Der JSB unterhält Arbeitsgruppen, etwa zu Errichtungsanordnungen für Analysedateien (AWF) oder Beziehungen zu Drittstaaten. Dazu ist er für individuelle Beschwerden bei Auskunftsverweigerung nach einemAuskunftsersuchen oder bei sonstiger individueller Verletzung des Datenschutzes zuständig.

Die Aufgaben der JSB werden in der Rule of Procedure festgelegt. Darin steht auch genau, wie bei einer Beschwerde vorgegangen wird.

Auskunftsrecht

Das Auskunftsrecht ist einer der Punkte, an denen eine tendenziell geheimpolizeiliche Note von Europol besonders spürbar wird. Zwar gibt es grundsätzlich ein Auskunftsrecht (nach Art. 19/29), das sich einerseits "kostenlos" und andererseits an nationalstaatlichen Regelungen orientiert sein soll (da hat wohl wer bei der Redaktion geschlafen). Dieses Auskunftsrecht ist aber eingeschränkt nicht nur durch die übliche Staats- und Polizeisicherheit, sondern auch durch "Rechte und Freiheiten Dritter" -- dabei sind der Fantasie kaum Grenzen gesetzt.

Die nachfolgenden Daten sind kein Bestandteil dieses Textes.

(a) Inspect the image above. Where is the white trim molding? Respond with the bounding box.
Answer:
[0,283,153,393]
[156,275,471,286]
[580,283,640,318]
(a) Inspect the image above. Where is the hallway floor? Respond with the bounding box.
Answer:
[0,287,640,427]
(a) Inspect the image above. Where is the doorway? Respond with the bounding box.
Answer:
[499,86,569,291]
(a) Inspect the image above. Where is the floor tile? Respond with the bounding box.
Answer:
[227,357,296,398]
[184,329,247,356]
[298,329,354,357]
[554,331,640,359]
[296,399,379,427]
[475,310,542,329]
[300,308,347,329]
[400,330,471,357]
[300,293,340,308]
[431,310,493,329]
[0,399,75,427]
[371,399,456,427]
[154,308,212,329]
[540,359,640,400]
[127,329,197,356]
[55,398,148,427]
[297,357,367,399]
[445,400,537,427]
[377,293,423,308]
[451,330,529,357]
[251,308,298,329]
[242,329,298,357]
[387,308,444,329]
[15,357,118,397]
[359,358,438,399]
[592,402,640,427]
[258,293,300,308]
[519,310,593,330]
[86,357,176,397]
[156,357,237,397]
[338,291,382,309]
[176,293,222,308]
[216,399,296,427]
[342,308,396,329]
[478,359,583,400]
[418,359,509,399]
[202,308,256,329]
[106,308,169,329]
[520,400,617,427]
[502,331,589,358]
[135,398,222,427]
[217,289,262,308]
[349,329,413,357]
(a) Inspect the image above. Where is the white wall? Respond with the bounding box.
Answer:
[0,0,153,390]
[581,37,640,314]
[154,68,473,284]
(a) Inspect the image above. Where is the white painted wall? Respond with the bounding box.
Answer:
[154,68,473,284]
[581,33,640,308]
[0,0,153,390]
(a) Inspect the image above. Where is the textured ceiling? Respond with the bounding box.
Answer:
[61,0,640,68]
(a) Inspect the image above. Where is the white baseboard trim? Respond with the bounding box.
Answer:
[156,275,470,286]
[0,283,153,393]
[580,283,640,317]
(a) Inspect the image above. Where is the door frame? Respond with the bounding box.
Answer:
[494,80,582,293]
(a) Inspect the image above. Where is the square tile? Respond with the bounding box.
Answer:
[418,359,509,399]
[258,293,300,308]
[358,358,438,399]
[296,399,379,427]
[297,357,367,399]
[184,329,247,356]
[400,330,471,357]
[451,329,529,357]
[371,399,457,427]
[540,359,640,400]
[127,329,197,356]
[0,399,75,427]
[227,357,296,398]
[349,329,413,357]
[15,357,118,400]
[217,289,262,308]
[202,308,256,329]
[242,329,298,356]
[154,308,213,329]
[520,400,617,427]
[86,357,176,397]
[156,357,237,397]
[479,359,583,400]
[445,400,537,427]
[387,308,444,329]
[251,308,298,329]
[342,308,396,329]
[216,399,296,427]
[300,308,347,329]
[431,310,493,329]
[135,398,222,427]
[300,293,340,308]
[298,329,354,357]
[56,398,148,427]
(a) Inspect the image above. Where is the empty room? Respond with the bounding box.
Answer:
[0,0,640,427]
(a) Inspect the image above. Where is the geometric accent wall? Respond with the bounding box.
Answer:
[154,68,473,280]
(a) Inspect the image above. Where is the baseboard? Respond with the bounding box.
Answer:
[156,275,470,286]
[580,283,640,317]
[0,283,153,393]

Noch dramatischer ist, dass "unmittelbar betroffene Mitgliedsstaaten" unter nicht ganz klaren Voraussetzungen Einspruch gegen die Auskunft einlegen können. Die Auskunft unterbleibt ohne Hinweis auf den Einspruch, die Kommunikation von Europol darf stattdessen keinen Hinweis enthalten, dass gespeichert wird.

Beschwerdemöglichkeit beim JSB

Es gibt die Möglichkeit gegen die Auskunft beim Joint Supervisory Body ( JSB ) Beschwerde einzulegen. Der JSB (deutsch: Gemeinsame Kontrollinstanz) hat die Möglichkeit eine Auskunftsverweigerung von Europol mit Zweidrittelmehrheit zu beanstanden.

Bis jetzt hatte nur eine Person welche in den Niedelanden lebt Erfolg, da sich die Auskunft an dem jeweiligen Datenschutzgesetzen orientiert. In den Niederlanden ist das Recht auf informelle Selbstbestimmung recht weitgehend, daher wurde ihm zugestanden zu wissen ob etwas gespeichert ist. Theoretisch sollte daher jeder/e sein Auskunftersuchen auf Niederländisch an die dortige Polizei schicken...

Webseite der Kontrollkomission

Anzahl Auskunftsanträge bei Europol

Zahlen: 2008 135 Auskunftsersuchen -- Kinder, das können wir verzehnfachen, oder?

Weiteres

Beteiligung am EU-Rahmenforschungsprogramm

Im Rahmen des 7. EU-Rahmenforschungsprogramms hat die EU 1.4 Milliarden Euro für "sicherheitsrelevante" Forschung reserviert. In diesem Rahmen ist Europol an verschiedenen Projekten beteiligt. (vgl Datenbanken EU)

EU-weite Verdeckte Ermittler im Rahmen von Europol

Nach Information des polizeikritischen Blog Euro Police war Europol über den Einsatz des Verdeckten Ermittler Marc Kennedy aus UK informiert und wusste auch den echten Namen Marc Stone. Nach Telepolis unterhält Europol zudem mit der "Cross-Border Surveillance Working Group" eine Arbeitsgruppe, um die Vermittlung und Honorierung von V-Leuten und Verdeckte Ermittler unter den EU-Mitgliedsstaaten zu vereinfachen. Polizeien der Mitgliedsstaaten, darunter das deutsche BKA und das Zollkriminalamt, koordinieren sich in einer "European Cooperation Group on Undercover Acitvities" (ECG). Vermutlich geschah der Spitzelaustausch in diesem Rahmen.

Kooperation mit FRONTEX

Europol kooperiert mit FRONTEX im Rahmen des Grenzschutzregimes.